In un celebre romanzo di mare, Cecil Scott Forester racconta di una nave mercantile con le stive piene di riso, che imbarca acqua. La sentina tuttavia è asciutta, poichè l’acqua intride il riso. La nave è agli occhi dei marinai, in linea e senza acqua di mare a bordo. Scricchiola a prua, emette cavernosi rumori a poppa, la coperta si apre nelle connessioni. L’equipaggio non collega che i segnali che offre lo scafo, ognuno apparentemente indipendente dall’altro, dipendono dall’assorbimento dell’acqua imbarcata, che aumenta il peso e il volume del riso. La nave che un secondo prima sembrava inspiegabilmente soltanto appesantita e con il pescaggio aumentato, ‘ scoppia’ e si inabissa.
Se si continua a misurare la crescita con il Il Pil (prodotto interno lordo), il mondo occidentale con i suoi segnali apparentemente sconnessi, sta per fare come la nave di Forester.
Con un’inversione a U il premio Nobel Angus Deaton scrive sulle teorie della crescita quantitativa ‘il capitalismo democratico serve bene solo una minoranza della popolazione. È smentita la favola secondo cui tutti trarrebbero vantaggio dal permettere ai finanzieri di arricchirsi’. . ‘La maggior parte degli economisti. . . sono apostoli della globalizzazione e del cambiamento tecnologico che hanno arricchito una ristretta elite finanziaria e manageriale, ridistribuito ricchezza dal lavoro al capitale, distrutto milioni posti di lavoro e svuotato le comunità e le vite dei loro residenti. . . . . Dobbiamo superare la nostra idea fissa sul solo denaro come misura del benessere umano’.
D’altronde ricorda l’economista in piena autocritica :’Se obbligassimo tutti i bambini del mondo a lavorare 20 ore al giorno, nelle fabbriche e nelle coltivazioni agricole di tutto il mondo il pil globale crescerebbe di certo. “
La crescita quantitativa, di cui il PIL è l’unità di misura, sta stressando gli equilibri planetari.
Si intravede all’orizzonte quel fenomeno chiamato POLICRISI cioè crisi multipla, generale, polivalente.
La rincorsa alla ricchezza smodata e riservata a cerchie sempre più ridotte, lascia sul terreno troppe devastazioni sociali, economiche, ambientali, di risorse, tutte con effetto moltiplicatore.

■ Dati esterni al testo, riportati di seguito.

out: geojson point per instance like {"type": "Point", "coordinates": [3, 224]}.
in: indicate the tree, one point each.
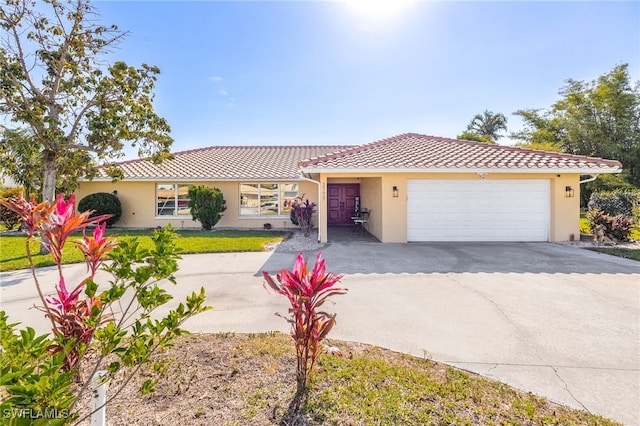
{"type": "Point", "coordinates": [488, 124]}
{"type": "Point", "coordinates": [599, 118]}
{"type": "Point", "coordinates": [75, 111]}
{"type": "Point", "coordinates": [470, 136]}
{"type": "Point", "coordinates": [541, 131]}
{"type": "Point", "coordinates": [206, 204]}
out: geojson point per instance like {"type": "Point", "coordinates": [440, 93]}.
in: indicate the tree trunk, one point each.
{"type": "Point", "coordinates": [49, 176]}
{"type": "Point", "coordinates": [48, 182]}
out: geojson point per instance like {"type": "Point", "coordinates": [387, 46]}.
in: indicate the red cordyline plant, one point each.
{"type": "Point", "coordinates": [73, 319]}
{"type": "Point", "coordinates": [306, 292]}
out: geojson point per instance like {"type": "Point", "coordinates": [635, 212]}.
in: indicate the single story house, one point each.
{"type": "Point", "coordinates": [417, 188]}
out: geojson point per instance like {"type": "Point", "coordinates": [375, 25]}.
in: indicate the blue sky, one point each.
{"type": "Point", "coordinates": [319, 72]}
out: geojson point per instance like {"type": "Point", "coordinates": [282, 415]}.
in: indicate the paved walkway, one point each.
{"type": "Point", "coordinates": [558, 321]}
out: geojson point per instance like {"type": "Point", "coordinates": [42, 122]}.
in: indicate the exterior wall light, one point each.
{"type": "Point", "coordinates": [568, 192]}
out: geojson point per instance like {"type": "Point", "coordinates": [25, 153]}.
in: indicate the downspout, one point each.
{"type": "Point", "coordinates": [303, 177]}
{"type": "Point", "coordinates": [591, 179]}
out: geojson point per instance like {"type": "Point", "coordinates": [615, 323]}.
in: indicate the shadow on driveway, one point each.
{"type": "Point", "coordinates": [412, 258]}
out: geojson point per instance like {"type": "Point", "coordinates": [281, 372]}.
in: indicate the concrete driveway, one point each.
{"type": "Point", "coordinates": [558, 321]}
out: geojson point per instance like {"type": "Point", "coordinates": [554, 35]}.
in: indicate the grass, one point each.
{"type": "Point", "coordinates": [13, 253]}
{"type": "Point", "coordinates": [250, 380]}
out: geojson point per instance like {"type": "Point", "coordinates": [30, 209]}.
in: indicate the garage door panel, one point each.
{"type": "Point", "coordinates": [478, 210]}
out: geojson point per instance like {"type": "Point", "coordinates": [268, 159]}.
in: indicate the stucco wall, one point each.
{"type": "Point", "coordinates": [138, 201]}
{"type": "Point", "coordinates": [389, 217]}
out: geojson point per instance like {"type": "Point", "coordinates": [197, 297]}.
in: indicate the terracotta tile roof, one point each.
{"type": "Point", "coordinates": [226, 163]}
{"type": "Point", "coordinates": [414, 152]}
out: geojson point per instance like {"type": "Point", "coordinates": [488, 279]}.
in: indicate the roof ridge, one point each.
{"type": "Point", "coordinates": [214, 147]}
{"type": "Point", "coordinates": [353, 149]}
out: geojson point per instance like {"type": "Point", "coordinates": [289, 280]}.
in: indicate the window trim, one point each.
{"type": "Point", "coordinates": [279, 184]}
{"type": "Point", "coordinates": [175, 214]}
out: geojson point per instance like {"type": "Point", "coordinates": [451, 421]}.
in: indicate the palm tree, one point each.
{"type": "Point", "coordinates": [488, 124]}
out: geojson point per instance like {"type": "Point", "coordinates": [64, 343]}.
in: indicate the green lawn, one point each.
{"type": "Point", "coordinates": [13, 251]}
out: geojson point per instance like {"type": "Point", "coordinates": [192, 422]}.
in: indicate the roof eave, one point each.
{"type": "Point", "coordinates": [540, 170]}
{"type": "Point", "coordinates": [189, 180]}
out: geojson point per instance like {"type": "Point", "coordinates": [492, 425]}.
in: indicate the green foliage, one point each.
{"type": "Point", "coordinates": [470, 136]}
{"type": "Point", "coordinates": [302, 215]}
{"type": "Point", "coordinates": [614, 203]}
{"type": "Point", "coordinates": [600, 118]}
{"type": "Point", "coordinates": [13, 254]}
{"type": "Point", "coordinates": [90, 111]}
{"type": "Point", "coordinates": [206, 204]}
{"type": "Point", "coordinates": [102, 203]}
{"type": "Point", "coordinates": [32, 382]}
{"type": "Point", "coordinates": [615, 227]}
{"type": "Point", "coordinates": [113, 321]}
{"type": "Point", "coordinates": [541, 131]}
{"type": "Point", "coordinates": [8, 218]}
{"type": "Point", "coordinates": [604, 183]}
{"type": "Point", "coordinates": [488, 125]}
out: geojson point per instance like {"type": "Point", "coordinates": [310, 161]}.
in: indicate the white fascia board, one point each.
{"type": "Point", "coordinates": [584, 171]}
{"type": "Point", "coordinates": [189, 180]}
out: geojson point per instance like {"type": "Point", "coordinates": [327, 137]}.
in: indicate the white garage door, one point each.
{"type": "Point", "coordinates": [478, 210]}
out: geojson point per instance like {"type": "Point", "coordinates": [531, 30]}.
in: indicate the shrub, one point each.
{"type": "Point", "coordinates": [206, 204]}
{"type": "Point", "coordinates": [50, 373]}
{"type": "Point", "coordinates": [302, 215]}
{"type": "Point", "coordinates": [102, 203]}
{"type": "Point", "coordinates": [615, 227]}
{"type": "Point", "coordinates": [306, 292]}
{"type": "Point", "coordinates": [614, 203]}
{"type": "Point", "coordinates": [8, 218]}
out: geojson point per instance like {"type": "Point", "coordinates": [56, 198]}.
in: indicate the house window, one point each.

Il riso nelle stive si è gonfiato a dismisura e la nave mondo e la scialuppa Italia denunciano malesseri gravi nelle parti più vulnerabili.
Tuttavia qui da noi si finge che ci siano altri problemi e ci si attarda su polemiche sicuramente senza peso e secondarie. Cosa più grave ci si arruola buoni ultimi, ma con l’entusiasmo dei neofiti nella banda del PIL, dopo aver vinto e ottenuto il governo promettendo l’esatto contrario.
Un quotidiano titolava:’ Meloni conquista il partito del PIL’.
Traguardo raggiunto, tradimento compiuto, scavo della fossa già a buon punto.